With no evidence to hold them down, the Four Horsemen are released to continue their magical bank-robbing extravaganza. Rhodes, Dray and the rest of the FBI are shadowing them the rest of the way. They’re also being followed by Thaddeus Bradley (Morgan Freeman), famous debunker of magic tricks looking to cash in on exposing how the Four Horsemen pull of their seemingly inexplicable tricks.

What starts as a typical caper film quickly collapses when it tries to add too much to an already crowded screenplay. I’m all for layers in a story that makes it more complex and compelling, but its unnecessary when it starts to take away from the substance of the primary plotline.

On its surface, “Now You See Me” is a typical heist film, much in the same vein as something like “Ocean’s Eleven.” The vast difference between the two films is that “Ocean’s” established a plot, established a motive, gathered the characters together and showed them pulling off the heist. “Now You See Me” works the same way, but feels horribly unnatural.
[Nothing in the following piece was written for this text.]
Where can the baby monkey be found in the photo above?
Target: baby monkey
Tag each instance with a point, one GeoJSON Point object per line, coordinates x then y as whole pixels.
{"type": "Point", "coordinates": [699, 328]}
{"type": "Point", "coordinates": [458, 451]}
Motive, for example, is established - at the end. By that time, interest and empathy had dwindled away. Not to mention, the film has shifted its primary focus from the Four Horsemen to the FBI and back again at least two or three times. Its hard to connect with a story when the story itself doesn’t know what it wants to be or who its hero should be.

I feel like this film was put together with too much haste, and that the only reason for making it was to gather a wide range of talented actors and actresses. I never knew who I was rooting for watching all of them on the screen at the same time. None of these actors have ever really played a villainous role so its difficult to see any of them in a negative light, particularly when the screenplay is written with humorous dialogue every other line.

No one seems to flex their acting talents to the best of their abilities. At times it almost feels like Mark Zuckerberg is doing magic tricks alongside Woody Boyd. No one brought anything new to the table that we haven’t already seen from other movies or TV shows.

There’s just too much of a disconnection from beginning to end. And just like all caper movies, the ending is the revelation; how did they do it? While any questions that might pop up throughout the movie seem to have an answer, the big reveal is comically head scratching.

But “Now You See Me” isn’t a total waste. As a sucker for heist movies such as this, I did find the majority of this film relatively enjoyable. The heist is pulled off, money is stolen and you’re left there wondering how. They show how its done, and you’re left amazed. And unlike “Ocean’s Eleven” which shows one heist with one big reveal at the end, “Now You See Me” shows three separate heists. Sure they’re using visual effects and CGI to make the tricks seem real, but that’s what magic is anyway. Just a bunch of illusions to make things look like something unexplainable just happened.

The real magic is how such a large group of talented group of actors were all talked in to performing in such a dull and poorly written film. As entertaining as some parts may be, “Now You See Me” is just another example of how Hollywood still likes to put all their flair before their stories.